The good news about bad data is that if it’s bad enough, it can spell a reprieve for the US long-end, fleeting or not.
That’s what happened mid-week, when a lackluster read on private sector hiring in America and an abrupt plunge on a key measure of services sector demand suggested the world’s largest economy might be losing momentum all of a sudden.
Inauspicious, to be sure, but the underwhelming macro releases triggered a 10bps rally across the Treasury curve. For the beleaguered long bond, it was tied for the best day since late February.
With the exception of the quirky 20-year, the long bond’s the only point on the curve that’s handed investors a loss so far in 2025. With Wednesday’s rally, 30-year yields are within 10bps of where they started the year.
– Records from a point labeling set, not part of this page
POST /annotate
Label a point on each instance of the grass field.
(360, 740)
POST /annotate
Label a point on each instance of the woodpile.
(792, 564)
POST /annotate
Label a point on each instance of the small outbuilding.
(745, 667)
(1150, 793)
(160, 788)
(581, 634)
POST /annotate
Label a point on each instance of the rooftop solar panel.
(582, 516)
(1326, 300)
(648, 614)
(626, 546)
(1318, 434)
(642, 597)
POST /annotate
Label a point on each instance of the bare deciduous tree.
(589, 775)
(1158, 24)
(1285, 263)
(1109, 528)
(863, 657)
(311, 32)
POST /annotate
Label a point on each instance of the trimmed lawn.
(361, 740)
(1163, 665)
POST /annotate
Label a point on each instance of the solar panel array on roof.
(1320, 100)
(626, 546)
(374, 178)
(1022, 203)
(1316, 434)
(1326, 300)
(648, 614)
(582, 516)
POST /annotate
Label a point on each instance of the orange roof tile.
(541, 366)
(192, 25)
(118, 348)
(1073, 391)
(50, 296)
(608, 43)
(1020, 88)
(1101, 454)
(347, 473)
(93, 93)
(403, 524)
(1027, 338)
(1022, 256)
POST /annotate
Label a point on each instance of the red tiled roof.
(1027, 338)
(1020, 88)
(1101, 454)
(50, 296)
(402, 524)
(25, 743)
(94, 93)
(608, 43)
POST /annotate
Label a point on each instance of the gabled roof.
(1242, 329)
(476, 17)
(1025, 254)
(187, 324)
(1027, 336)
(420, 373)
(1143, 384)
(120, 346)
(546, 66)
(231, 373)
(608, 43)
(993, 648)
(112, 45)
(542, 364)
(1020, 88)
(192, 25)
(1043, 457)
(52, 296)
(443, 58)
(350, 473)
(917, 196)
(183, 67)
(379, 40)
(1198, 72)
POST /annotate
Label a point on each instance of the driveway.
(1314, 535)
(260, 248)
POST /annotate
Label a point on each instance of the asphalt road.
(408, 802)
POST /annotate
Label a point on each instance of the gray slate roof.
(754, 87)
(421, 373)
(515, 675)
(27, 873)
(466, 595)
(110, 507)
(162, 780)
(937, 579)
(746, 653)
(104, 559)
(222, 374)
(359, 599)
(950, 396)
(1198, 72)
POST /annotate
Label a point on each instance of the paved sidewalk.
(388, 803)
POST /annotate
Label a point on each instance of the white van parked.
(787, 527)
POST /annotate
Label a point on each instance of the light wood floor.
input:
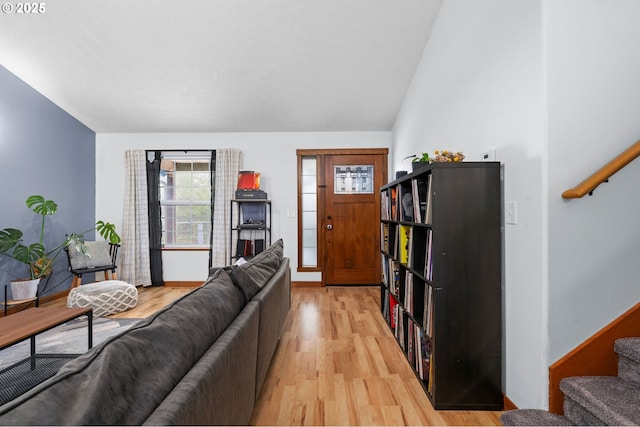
(336, 364)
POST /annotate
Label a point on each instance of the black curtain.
(155, 222)
(212, 168)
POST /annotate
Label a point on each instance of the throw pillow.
(99, 255)
(251, 276)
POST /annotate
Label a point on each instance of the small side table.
(18, 302)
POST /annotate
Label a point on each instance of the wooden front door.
(350, 218)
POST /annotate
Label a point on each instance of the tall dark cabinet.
(250, 227)
(441, 290)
Fiscal concerns and generalized jitters about erratic policymaking at the highest levels of the US government have severed traditional relationships and cross-asset correlations this year. That’s a fancy way of saying there’s no guarantee anymore that longer-end Treasurys will be bid on bad news. The safe-haven appeal’s diminished, or at least in the eyes of some.
So, evidence that Treasurys are still Treasurys, so to speak, was a silver lining on a day when the macro news was suboptimal.
As for the Fed trajectory, markets priced in some odds of a third cut this year.
Although it’s difficult to make out on the chart, at ~58bps, 2025 pricing’s actually as dovish as it’s been since early May.
Much as it pains me to say this, part of Wednesday’s move was attributable to Trump, who offered a concise assessment of the ADP undershoot: “‘Too Late’ Powell must now LOWER THE RATE.”
Meanwhile, the BLS snuck in the following bulletin:
Notice of CPI collection reductions
June 4, 2025
BLS is reducing sample in areas across the country. In April, BLS suspended CPI data collection entirely in Lincoln, NE, and Provo, UT. In June, BLS suspended collection entirely in Buffalo, NY.
Sample reduction and collection suspension affect both the commodity and services survey and the housing survey. These actions have minimal impact on the overall all-items CPI-U index, but they may increase the volatility of subnational or item-specific indexes. The number of imputed items and the response rates increased in April due to these actions. BLS makes reductions when current resources can no longer support the collection effort. BLS will continue to evaluate survey operations.
I’ve said from the beginning (i.e., since Inauguration Day) that it’s just a matter of time before the Trump administration, either accidentally or purposefully, undermines the government’s capacity to tally crucial data releases including and especially the inflation numbers. Now here we are.
Speaking of things you’d expect out of Recep Tayyip Erdogan, Trump’s Education Department on Wednesday threatened to pull Columbia’s accreditation, claiming the university exhibited “deliberate indifference towards the harassment of Jewish students.”
So, for everyone who paid for (and may still be paying for) a degree from Columbia, congrats: You might soon have a piece of paper from an unaccredited college. You should’ve been a plumber.



These days I’m mostly interested in muni-Bonds. It seems to me that the IG rates new issues I’ve been offered since late last summer have risen and are staying reasonably stable at or near 5% (7.7% in my bracket). Most now come insured and/or with sinking fund protection and 8-10 year call protection. At 80, it’s hard to crave T-bonds when I make more with munis.